La enterramos. Aquella boca, a la que tan difícil fue llegar, se fue llenando de tierra. Vimos cómo desaparecía toda ella sumida en la hondonada de la fosa, hasta no volver a ver su forma. Y allí, parado como horcón, Euremio Cedillo. Y yo pensando: «Si la hubiera dejado tranquila en Chupaderos, quizá todavía estuviera viva.»

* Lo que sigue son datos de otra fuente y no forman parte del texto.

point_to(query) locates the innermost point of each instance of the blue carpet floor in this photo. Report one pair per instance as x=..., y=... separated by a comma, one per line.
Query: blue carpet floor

«Todavía viviría -se puso a decir él-, si el muchacho no hubiera tenido la culpa.» Y contaba que «al niño se le había ocurrido dar un berrido como de tecolote, cuando el caballo en que venían era muy asustón. Él se lo advirtió a la madre muy bien, como para convencerla de que no dejara berrear al muchacho». Y también decía que «ella podía haberse defendido al caer; pero que hizo todo lo contrario: se hizo arco, dejándole un hueco al hijo como para no aplastarlo. Así que, contando unas con otras toda la culpa es del muchacho. Da unos berridos que hasta uno se espanta. Y yo para qué voy a quererlo. Él de nada me sirve. La otra podía haberme dado más y todos los hijos que yo quisiera; pero éste no me dejó ni siquiera saborearla». Y así se soltaba diciendo cosas y más cosas, de modo que ya uno no sabía si era pena o coraje el que sentía por la muerta.